El BV80 y los primeros pasos de la libertad.

Hubo un periodo de la historia reciente de esta ciudad que recuerdo como si fuese una especie de Mayo del 68. Sé que exagero, y que los historiadores profesionales podrían recriminarme tan flagrante y anticientífica inexactitud. Asumo los riesgos: pero para mí, insisto, lo más parecido al Mayo del 68 en Zaragoza, una ciudad habitualmente estabilizada en una cierta rutina ambiental, fue el periodo que va entre 1979 y 1984.

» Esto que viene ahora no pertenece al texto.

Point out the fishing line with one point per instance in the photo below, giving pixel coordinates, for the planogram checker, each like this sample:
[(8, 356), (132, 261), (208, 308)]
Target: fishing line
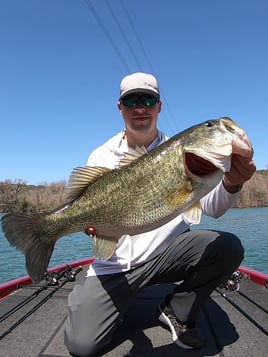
[(107, 34), (69, 276), (244, 313), (52, 280)]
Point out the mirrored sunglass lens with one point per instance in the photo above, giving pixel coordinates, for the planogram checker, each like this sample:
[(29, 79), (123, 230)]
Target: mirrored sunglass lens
[(148, 101), (130, 102), (145, 100)]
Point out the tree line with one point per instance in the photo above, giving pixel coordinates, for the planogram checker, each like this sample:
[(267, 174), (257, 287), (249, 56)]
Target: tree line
[(17, 196)]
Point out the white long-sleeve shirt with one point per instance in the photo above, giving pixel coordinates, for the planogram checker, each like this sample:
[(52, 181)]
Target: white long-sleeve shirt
[(132, 251)]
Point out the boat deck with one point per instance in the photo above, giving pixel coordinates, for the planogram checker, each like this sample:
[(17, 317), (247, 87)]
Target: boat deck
[(233, 325)]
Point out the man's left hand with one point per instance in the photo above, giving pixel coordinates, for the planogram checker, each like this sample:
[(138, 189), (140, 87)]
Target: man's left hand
[(242, 169)]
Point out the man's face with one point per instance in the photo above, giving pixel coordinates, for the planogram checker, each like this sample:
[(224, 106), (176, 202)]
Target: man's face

Me consuela pensar que tampoco los historiadores franceses e internacionales tienen demasiado claro a estas alturas del partido el significado exacto de aquella revuelta, festiva y comprometida al mismo tiempo, aquel caos organizado, aquella conjunción telúrica entre el azar y lo que bastante después bautizaron los que tenían precisas lecturas, como fuerzas del trabajo y fuerzas de la cultura. Ya no me refiero sólo, naturalmente, al significado local, esto es, parisino y/o francés, sino al universal, que nos afectaría de una manera u otro a todos los demás, y de manera especial a quienes, huérfanos de libertad y libertades, necesitábamos ejemplos y horizontes accesibles. Por tanto, mientras se ponen de acuerdo, déjenme recrearme en mis excesos verbales.

Éramos jóvenes, estrenábamos democracia, nos gustaba el vino, hacíamos nuestros pinitos en política clandestina (creíamos que habíamos sido decisivos en la caída de franquismo, olvidando tan pronto lo evidente: ese señor con botas se había muerto esperpénticamente en la cama, pero de “motu proprio”…), éramos arrogantes, éramos razonablemente felices. Pero, como siempre pasa, de esa felicidad solo nos damos cuenta con carácter retroactivo. Esto es, cuando ya no lo somos, o cuando ya casi tenemos asumida nuestra dosis diaria, para nuestra desgracia.

Salíamos de un oscuro túnel de falta de libertad y de libertades. Aprendimos a vivir, a votar, a no votar, a criticar en los periódicos, en las asambleas, en los debates. En parte fue sencillo, porque teníamos muchas ganas de hacerlo, pero también difícil, porque tuvimos que adaptarnos el ritmo de pensar y expresar casi a la vez nuestros pensamientos, superando esa personal dislexia que provoca tantos años de censura y autocensura. Vivir la libertad, como aprender a montar en bicicleta, tiene también sus dificultades. De hecho ya lo intentábamos desde hacía años en fábricas, facultades y actos culturales, pero con reservas, a modo de entrenamiento, mirando en el cineclub de turno a ese señor de la gabardina que, inequívocamente era un agente de la temida brigada político-social, cruel y verdadera, pero también imaginada, magnificada, convertida en omnipresente por nuestro propio miedo.

De aquella época, como de todas las importantes, cada uno recuerda las suyas, y yo tengo dos muy presentes todavía.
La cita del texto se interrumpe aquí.